Vile: Officially, for sure. We were both in each other’s bands and really involved in the first record. You could drop “The War On Drugs” and “Kurt Vile” for a second, we just really developed a style from just playing together all the time. We can read each other’s minds, it’s just a natural thing to play together. Although I’m stoked about the two songs I played on the record, I’m focused on my own thing. Which is really what I always did anyway, even when I was really involved in The War On Drugs I wasn’t going to just drop everything and play with them. I was just doing my own thing with the CD-Rs. Before, when I was younger I had different aliases but by the time that War On Drugs record came out first of all Constant Hitmaker came out on CD before that record did, second of all I had seven Kurt Vile CD-Rs before that came out.
Paste: Wow, seven? You were prolific for a stretch there.
Vile: Yeah, I’ve kind of caught up now, and I’m a little busier.
Paste: Eventually did it become clear that you couldn’t be in this band and a solo artist at the same time?
Vile: Yeah, I knew it right away. The whole sound we developed was a local thing in Philly. People were getting stoked, and they would come out. There was this vibe, we were playing what we wanted within the song, it’s not like improv but there’s a lot of freedom in there and musical emotion in the playing. There’s this whole thing we developed. But us two were both hungry to make it and go on tour and get our stuff out there, all of a sudden the blog world was saying “Kurt Vile from The War On Drugs” in this way that these people who never knew us were selling me this certain way, like “his day job is the War On Drugs but he has this solo project ” you know what I mean? That fucked with me for a little while. And we were going on tour a lot and I was getting offers from smaller labels like Mexican Summer and Woodist, I just had so much shit I had to get together with getting the records out, if I went on tour with them I wouldn’t be able to do it all. Also, I have this drive. My music was always my focus.

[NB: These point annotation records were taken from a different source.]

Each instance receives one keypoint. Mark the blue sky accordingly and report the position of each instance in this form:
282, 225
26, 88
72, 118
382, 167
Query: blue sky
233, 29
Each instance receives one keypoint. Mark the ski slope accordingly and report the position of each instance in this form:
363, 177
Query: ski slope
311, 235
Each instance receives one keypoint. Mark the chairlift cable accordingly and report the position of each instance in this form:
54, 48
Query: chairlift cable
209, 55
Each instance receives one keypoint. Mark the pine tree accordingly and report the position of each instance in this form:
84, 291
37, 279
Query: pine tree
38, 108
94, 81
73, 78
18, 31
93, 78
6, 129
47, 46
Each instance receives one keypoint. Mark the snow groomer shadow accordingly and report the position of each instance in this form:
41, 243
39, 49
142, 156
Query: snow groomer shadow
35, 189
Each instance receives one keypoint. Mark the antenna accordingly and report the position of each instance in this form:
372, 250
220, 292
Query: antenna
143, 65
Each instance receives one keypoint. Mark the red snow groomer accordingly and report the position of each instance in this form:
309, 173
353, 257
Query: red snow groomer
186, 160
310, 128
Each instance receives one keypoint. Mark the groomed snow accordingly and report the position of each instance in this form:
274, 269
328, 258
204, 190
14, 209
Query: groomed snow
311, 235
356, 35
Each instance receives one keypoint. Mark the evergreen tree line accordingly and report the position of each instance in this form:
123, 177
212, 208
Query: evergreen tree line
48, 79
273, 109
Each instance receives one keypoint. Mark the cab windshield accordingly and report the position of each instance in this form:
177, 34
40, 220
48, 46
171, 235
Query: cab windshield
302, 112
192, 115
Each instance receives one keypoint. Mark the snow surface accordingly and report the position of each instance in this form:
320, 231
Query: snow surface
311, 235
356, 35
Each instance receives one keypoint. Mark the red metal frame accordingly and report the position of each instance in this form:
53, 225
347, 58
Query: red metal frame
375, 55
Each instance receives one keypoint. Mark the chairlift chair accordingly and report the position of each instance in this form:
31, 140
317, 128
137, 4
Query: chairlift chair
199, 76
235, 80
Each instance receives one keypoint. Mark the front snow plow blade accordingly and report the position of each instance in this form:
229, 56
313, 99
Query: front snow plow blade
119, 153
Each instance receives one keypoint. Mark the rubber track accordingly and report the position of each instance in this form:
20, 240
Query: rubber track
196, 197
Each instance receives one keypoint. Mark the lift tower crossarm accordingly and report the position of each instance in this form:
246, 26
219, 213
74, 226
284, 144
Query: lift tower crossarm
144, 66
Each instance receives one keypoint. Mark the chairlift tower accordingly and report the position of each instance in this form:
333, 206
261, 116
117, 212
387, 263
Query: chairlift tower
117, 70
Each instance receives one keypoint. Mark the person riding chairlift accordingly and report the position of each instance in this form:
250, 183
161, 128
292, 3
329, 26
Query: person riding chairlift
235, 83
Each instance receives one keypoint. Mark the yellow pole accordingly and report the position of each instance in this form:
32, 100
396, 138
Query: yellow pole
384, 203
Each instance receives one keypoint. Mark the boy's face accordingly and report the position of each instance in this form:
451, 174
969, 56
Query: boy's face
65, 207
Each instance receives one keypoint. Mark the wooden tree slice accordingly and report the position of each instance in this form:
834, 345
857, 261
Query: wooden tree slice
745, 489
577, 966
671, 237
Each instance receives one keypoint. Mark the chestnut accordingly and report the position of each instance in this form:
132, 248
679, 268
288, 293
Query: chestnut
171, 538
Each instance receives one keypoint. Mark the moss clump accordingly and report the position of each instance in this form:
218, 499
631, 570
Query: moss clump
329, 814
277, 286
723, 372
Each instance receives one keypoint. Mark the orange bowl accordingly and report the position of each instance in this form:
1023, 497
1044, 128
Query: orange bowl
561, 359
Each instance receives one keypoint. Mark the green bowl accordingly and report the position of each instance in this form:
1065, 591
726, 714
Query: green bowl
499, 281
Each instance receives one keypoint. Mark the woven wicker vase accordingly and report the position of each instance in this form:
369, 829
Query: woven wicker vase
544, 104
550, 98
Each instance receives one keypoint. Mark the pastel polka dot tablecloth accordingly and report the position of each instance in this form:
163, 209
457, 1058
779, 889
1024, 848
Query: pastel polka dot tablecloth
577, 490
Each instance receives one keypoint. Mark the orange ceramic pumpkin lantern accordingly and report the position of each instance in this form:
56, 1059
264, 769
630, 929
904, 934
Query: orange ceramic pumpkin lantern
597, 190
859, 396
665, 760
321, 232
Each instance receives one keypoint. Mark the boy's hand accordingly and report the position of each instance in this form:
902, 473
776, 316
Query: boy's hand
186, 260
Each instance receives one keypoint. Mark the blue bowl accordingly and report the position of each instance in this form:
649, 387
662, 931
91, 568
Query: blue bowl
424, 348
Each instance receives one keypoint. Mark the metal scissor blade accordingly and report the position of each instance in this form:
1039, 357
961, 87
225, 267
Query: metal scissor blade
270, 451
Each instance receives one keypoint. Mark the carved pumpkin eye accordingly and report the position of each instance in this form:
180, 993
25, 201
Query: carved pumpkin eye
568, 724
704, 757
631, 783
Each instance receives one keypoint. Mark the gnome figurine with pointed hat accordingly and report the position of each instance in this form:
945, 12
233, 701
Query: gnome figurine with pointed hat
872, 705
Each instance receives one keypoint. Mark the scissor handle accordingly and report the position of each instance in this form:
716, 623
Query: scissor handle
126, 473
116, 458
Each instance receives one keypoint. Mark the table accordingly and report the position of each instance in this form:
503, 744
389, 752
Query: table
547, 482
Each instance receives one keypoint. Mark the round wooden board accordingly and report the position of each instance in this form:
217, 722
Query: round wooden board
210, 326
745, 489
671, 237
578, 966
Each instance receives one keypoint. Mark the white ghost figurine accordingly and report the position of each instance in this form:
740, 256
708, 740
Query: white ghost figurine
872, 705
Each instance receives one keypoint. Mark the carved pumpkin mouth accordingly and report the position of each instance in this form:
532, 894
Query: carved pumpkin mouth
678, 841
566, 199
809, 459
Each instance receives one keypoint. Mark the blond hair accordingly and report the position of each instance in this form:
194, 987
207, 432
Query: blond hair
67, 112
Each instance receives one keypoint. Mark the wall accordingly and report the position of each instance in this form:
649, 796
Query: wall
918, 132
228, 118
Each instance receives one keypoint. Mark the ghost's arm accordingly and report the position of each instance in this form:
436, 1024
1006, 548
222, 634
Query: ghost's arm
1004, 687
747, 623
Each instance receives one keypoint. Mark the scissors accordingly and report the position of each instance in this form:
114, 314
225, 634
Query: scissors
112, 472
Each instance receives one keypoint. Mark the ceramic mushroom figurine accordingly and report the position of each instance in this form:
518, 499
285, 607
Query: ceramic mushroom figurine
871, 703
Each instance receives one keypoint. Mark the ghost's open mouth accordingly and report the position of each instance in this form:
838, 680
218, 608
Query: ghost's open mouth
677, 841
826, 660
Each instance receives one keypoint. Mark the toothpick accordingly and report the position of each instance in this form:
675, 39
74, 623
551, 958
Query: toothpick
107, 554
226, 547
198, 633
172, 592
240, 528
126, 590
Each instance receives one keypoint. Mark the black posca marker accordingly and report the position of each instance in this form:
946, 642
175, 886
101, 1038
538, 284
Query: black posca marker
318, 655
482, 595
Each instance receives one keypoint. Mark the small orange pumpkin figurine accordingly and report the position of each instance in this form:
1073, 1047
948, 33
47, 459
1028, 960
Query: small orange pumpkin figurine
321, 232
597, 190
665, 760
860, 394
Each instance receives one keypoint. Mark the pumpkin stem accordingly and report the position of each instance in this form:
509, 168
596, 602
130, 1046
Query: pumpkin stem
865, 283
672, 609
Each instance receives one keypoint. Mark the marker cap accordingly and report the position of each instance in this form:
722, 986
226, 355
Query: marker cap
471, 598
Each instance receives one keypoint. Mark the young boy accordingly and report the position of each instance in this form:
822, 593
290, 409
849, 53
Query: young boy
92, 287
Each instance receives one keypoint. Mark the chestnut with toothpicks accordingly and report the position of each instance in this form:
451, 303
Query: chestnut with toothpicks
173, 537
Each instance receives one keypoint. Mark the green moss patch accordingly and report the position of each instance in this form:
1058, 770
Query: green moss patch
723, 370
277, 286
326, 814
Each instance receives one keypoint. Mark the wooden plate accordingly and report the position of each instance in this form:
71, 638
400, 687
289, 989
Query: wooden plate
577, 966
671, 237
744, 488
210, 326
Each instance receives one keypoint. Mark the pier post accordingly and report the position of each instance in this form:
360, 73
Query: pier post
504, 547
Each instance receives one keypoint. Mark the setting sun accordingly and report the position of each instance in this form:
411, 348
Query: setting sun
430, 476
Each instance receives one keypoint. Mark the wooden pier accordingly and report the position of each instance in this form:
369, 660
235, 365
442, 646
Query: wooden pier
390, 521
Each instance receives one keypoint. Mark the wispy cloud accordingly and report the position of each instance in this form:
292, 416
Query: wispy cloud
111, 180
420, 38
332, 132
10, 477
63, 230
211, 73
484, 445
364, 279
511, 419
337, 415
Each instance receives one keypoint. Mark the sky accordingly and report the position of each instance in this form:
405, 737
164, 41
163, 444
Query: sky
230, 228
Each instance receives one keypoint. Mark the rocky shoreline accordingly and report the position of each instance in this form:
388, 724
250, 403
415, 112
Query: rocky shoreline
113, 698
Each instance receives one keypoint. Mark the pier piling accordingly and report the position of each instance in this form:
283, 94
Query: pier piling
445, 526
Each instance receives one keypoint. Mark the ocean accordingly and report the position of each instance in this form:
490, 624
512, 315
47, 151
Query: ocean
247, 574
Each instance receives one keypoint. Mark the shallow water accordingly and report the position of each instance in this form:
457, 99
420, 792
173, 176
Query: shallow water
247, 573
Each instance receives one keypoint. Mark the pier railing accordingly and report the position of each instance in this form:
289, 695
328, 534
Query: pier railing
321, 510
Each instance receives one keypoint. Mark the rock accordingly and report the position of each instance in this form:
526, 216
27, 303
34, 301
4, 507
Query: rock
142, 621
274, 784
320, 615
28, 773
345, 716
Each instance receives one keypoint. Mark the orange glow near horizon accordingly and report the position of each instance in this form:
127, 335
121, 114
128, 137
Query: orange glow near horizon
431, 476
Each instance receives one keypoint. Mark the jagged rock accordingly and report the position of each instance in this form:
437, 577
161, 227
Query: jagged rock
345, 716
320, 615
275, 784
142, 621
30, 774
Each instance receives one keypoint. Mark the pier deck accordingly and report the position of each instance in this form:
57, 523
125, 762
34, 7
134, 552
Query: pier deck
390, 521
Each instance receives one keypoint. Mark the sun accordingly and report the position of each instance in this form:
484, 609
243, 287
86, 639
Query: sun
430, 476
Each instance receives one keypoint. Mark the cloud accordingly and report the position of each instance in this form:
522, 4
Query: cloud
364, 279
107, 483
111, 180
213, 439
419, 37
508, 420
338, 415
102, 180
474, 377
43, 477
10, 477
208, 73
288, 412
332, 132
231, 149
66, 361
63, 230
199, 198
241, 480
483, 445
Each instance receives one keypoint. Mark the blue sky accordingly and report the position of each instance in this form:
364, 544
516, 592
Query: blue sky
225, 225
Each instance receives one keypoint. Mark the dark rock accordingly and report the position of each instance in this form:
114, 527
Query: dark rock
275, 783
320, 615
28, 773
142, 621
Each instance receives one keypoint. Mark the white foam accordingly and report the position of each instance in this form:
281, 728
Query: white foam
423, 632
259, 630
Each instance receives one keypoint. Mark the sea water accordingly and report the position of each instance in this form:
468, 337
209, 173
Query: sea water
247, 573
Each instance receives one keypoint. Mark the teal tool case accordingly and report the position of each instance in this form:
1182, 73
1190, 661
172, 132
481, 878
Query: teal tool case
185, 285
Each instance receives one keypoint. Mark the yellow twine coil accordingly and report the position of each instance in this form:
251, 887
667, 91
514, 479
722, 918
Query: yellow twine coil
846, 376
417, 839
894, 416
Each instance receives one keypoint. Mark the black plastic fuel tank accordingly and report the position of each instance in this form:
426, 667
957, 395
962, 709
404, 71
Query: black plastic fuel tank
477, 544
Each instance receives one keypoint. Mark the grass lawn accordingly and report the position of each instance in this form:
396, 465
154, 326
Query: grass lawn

Paste: Matador have the reach to get you to a larger audience. It’s funny, I saw you last year with your labelmates Fucked Up. You did a solo acoustic
Vile: Oh, that was rough. Where did you see it?
Paste: A small Brooklyn venue called Europa.
Vile: Oh, Europa. I was totally solo then. What happened was I was on that tour, we had done a lot of touring, and I was supposed to meet up with a full band in Philadelphia and play with them, but my friend Martin’s guitar that I always borrow got stolen and I couldn’t afford getting a full band. I actually had a buddy with me, playing as a duo, but he went home to regroup, so for that New York show was totally solo. That was a rough time, it was still a struggling time for me.
Paste: How was it opening for such a crazy band solo?
Vile: I’ll tell you, there was some people saying I suck, stuff like that, but I think it’s cool that I did it, and I love those guys. I know them all pretty well now. If the Violators had done it, we probably could have killed it. But because I had to do a stripped down arty thing, and I was still trying to figure everything out, I was almost flying by the seat of my pants. I played a song that was pretty psychedelic, one chord, it was a version of the last song on Childish Prodigy, called “Inside Looking Out” and we finished it and this total idiot screamed “you suck!” right away.
Paste: So what do you have planned for the rest of the year?
Vile: We’re touring a whole lot, and we’re working on getting a new EP out, and sometime near the end of the Winter or something, maybe sooner, we’ll get started on the next record. But lots of playing music, playing all over, just keep doing it. I might title it one of the songs that is definitely going to be on the EP, but I’m not going to bother saying what it is, it’s too soon. I might change my mind.